Mozena were hearing loss claim,s where the Supreme Court decision allowed consideration of all time periods and occupational noise exposure, in assessing the liability of LTV. This was based upon the authority of the Business Corporation Law of 1988, Section 1929.
"The mergers acquisitions or other changes in corporate structure from 1974 to 1984 did not constitute the creation of a new employer for determining the amount of hearing loss caused by any one employer.  The totality of circumstances reflected that the new owner was a successor-in-interest and not a new employer.

The facts in Stepp bear repeating, as they made be important to assess their significance when discussing this decision, in regards to its application to other "merger" circumstances.

Employer presented the deposition of its benefits manager, J. Coan.
FairPoint's acquisition of Marianna was described as a "merger and fast purchase".
FairPoint held the stock of Marianna.
Marianna became a wholly owned second tier subsidiary of FairPoint in 2001.
Fairpoint acquired and maintains all human resources and employee benefit books and records of Marianna, including those before 2001.
After 2001 Marianna remained an active Company and all Marianna employees continued as Marianna employees, even though the had a new Parent Company and were part of the FairPoint family of subsidiaries.

The Court noted in Stepp, all employees in the FairPoint "family of subsidiaries" were covered by the same workers compensation plan. (slip opinion page 2).

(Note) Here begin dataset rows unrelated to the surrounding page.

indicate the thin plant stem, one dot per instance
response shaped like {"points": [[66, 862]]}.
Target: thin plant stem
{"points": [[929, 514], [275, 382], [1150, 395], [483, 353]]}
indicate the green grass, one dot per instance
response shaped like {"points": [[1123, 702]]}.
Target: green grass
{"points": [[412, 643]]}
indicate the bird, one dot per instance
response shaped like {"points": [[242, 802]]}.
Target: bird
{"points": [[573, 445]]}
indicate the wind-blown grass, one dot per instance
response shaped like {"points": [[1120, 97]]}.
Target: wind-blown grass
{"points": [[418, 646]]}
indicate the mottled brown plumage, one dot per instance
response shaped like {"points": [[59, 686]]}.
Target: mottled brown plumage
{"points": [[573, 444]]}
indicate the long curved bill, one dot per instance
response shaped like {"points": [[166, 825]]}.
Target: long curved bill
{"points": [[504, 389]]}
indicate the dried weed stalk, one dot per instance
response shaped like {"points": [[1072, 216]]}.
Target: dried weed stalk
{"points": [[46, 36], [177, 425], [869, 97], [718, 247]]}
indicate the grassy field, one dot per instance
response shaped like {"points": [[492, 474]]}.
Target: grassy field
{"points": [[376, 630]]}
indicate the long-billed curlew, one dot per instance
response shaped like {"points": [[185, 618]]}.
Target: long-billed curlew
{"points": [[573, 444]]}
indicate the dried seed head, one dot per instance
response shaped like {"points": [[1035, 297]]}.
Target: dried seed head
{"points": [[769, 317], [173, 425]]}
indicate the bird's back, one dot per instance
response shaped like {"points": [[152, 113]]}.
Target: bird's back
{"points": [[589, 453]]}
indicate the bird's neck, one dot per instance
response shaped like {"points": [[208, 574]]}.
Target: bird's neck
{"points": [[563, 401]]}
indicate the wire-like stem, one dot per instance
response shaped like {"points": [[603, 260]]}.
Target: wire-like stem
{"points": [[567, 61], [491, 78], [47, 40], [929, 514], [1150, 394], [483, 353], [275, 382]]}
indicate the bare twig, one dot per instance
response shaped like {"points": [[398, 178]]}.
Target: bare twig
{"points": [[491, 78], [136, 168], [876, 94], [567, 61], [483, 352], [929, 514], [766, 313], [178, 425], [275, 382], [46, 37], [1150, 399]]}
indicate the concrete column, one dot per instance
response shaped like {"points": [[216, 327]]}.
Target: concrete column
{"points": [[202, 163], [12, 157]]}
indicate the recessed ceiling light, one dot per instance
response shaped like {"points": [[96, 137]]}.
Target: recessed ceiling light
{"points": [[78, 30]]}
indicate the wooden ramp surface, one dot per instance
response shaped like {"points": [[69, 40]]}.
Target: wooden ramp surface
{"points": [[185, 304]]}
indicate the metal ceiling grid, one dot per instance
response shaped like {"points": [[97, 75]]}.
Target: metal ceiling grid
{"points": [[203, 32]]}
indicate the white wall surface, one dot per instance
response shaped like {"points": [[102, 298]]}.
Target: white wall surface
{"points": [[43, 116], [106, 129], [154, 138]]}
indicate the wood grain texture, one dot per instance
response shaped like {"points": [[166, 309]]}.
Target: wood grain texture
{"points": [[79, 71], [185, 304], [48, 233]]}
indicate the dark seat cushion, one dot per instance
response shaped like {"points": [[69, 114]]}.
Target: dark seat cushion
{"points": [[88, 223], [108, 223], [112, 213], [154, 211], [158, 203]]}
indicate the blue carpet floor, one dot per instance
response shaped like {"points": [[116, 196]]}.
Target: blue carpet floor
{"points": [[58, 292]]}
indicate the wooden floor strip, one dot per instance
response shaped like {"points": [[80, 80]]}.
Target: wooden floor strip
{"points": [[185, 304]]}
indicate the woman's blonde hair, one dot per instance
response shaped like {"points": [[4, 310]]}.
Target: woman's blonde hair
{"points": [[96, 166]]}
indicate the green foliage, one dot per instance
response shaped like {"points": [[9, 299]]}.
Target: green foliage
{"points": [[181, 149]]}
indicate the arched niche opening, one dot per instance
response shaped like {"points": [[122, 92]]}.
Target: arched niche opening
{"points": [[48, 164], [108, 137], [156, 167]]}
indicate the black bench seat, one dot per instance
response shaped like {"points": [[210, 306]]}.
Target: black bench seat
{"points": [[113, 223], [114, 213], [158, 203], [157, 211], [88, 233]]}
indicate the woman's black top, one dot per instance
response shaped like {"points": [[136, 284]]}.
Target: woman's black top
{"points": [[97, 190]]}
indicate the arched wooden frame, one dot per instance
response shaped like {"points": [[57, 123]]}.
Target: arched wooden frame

Employee argues the "merger" of Mariana and FairPoint was not a true merger of the type described in the Section 1929 of the BCL of 1988.
On this point, the Commonwealth Court seems to return to its review of the legislation intent of the 1996 Amendments, in concluding, that Employee's position would effectively erase consideration of Marianna's pension plan contributions and result in a windfall to Employee.

Practice Pointers:

1. Employers should be diligent in review and monitoring the pension status of all employees receiving workers compensation benefits. 

2. The availability and application of the benefit offset provisions may be significant.
 In the above case, the work comp liability for partial disability was reduced from $123.01 per week to "0".

3. Equally significant is the Employer's success in reducing its total disability benefit from $733.67 per week to a partial rate of $123.01 per week. 

This significant change in benefit liability was based upon the "old fashion" remedy of medical examination and establishing work available within the employee's limitations!

Kudo's, to Employer for the foresight to pursue of 2 different remedies for reduction of work comp liability, as available by the Act.